MOON: Multi-Objective Optimization-Driven Object-Goal Navigation Using a Variable-Horizon Set-Orienteering Planner
Daigo Nakajima, Kanji Tanaka, Daiki Iwata, Kouki Terashima
TL;DR
MOON reframes object-goal navigation as a multi-objective, budget-aware planning problem that balances unexplored region discovery with exploitation of observed landmarks. It integrates a Query-Based Occupancy Map (QOM), a StructNav-inspired perception-and-scene pipeline, and a variable-horizon Set Orienteering Problem (SOP) to achieve globally coherent long-horizon navigation.
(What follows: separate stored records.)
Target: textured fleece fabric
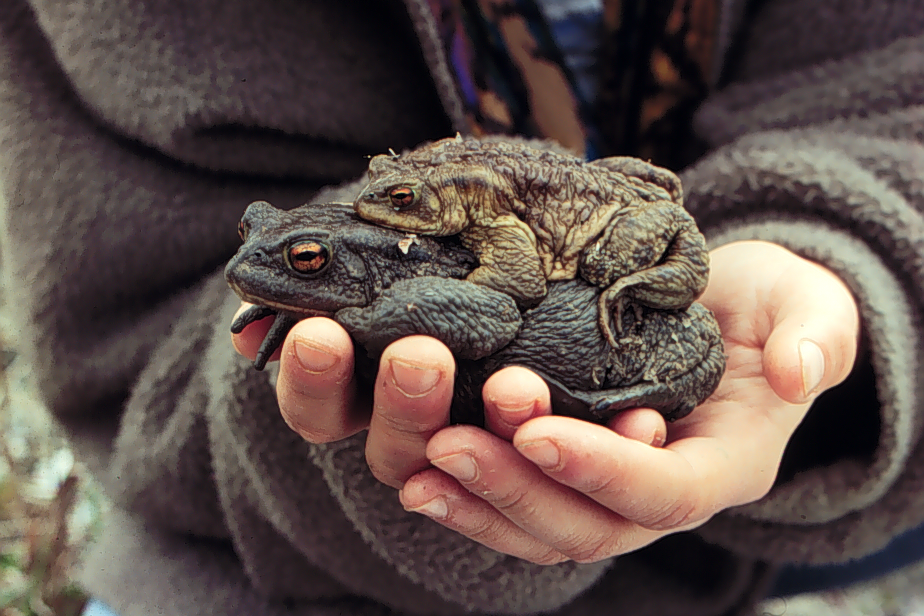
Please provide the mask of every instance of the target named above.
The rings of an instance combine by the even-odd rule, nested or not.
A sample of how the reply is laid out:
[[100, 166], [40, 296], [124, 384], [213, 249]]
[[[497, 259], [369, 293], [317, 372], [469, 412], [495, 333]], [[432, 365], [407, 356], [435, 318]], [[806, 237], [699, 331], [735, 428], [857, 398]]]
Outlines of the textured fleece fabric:
[[924, 7], [729, 1], [719, 26], [735, 53], [687, 206], [713, 245], [772, 240], [842, 276], [864, 351], [763, 500], [539, 567], [404, 512], [362, 435], [303, 442], [229, 344], [221, 268], [249, 202], [349, 199], [366, 155], [464, 130], [425, 0], [3, 0], [7, 306], [115, 504], [89, 591], [123, 616], [743, 614], [774, 563], [921, 524]]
A data-driven budget-return predictor and mode-switching mechanism steer the agent between exploration and exploitation, while a high-speed transformer-based neural planner distills the expert SOP solver to millisecond latency with near-expert quality. Evaluations in large-scale, procedurally generated indoor environments show substantial SPL gains over baselines, demonstrating the practicality of scalable, long-horizon, landmark-informed ON. The framework offers a general template for long-horizon decision-making in resource-constrained, semantically structured navigation and can extend to multi-robot and multi-target settings.
Abstract
This paper proposes MOON (Multi-Objective Optimization-driven Object-goal Navigation), a novel framework designed for efficient navigation in large-scale, complex indoor environments. While existing methods often rely on local heuristics, they frequently fail to address the strategic trade-offs between competing objectives in vast areas. To overcome this, we formulate the task as a multi-objective optimization problem (MOO) that balances frontier-based exploration with the exploitation of observed landmarks. Our prototype integrates three key pillars: (1) QOM [IROS05] for discriminative landmark encoding; (2) StructNav [RSS23] to enhance the navigation pipeline; and (3) a variable-horizon Set Orienteering Problem (SOP) formulation for globally coherent planning. To further support the framework's scalability, we provide a detailed theoretical foundation for the budget-constrained SOP formulation and the data-driven mode-switching strategy that enables long-horizon resource allocation. Additionally, we introduce a high-speed neural planner that distills the expert solver into a transformer-based model, reducing decision latency by a factor of nearly 10 while maintaining high planning quality.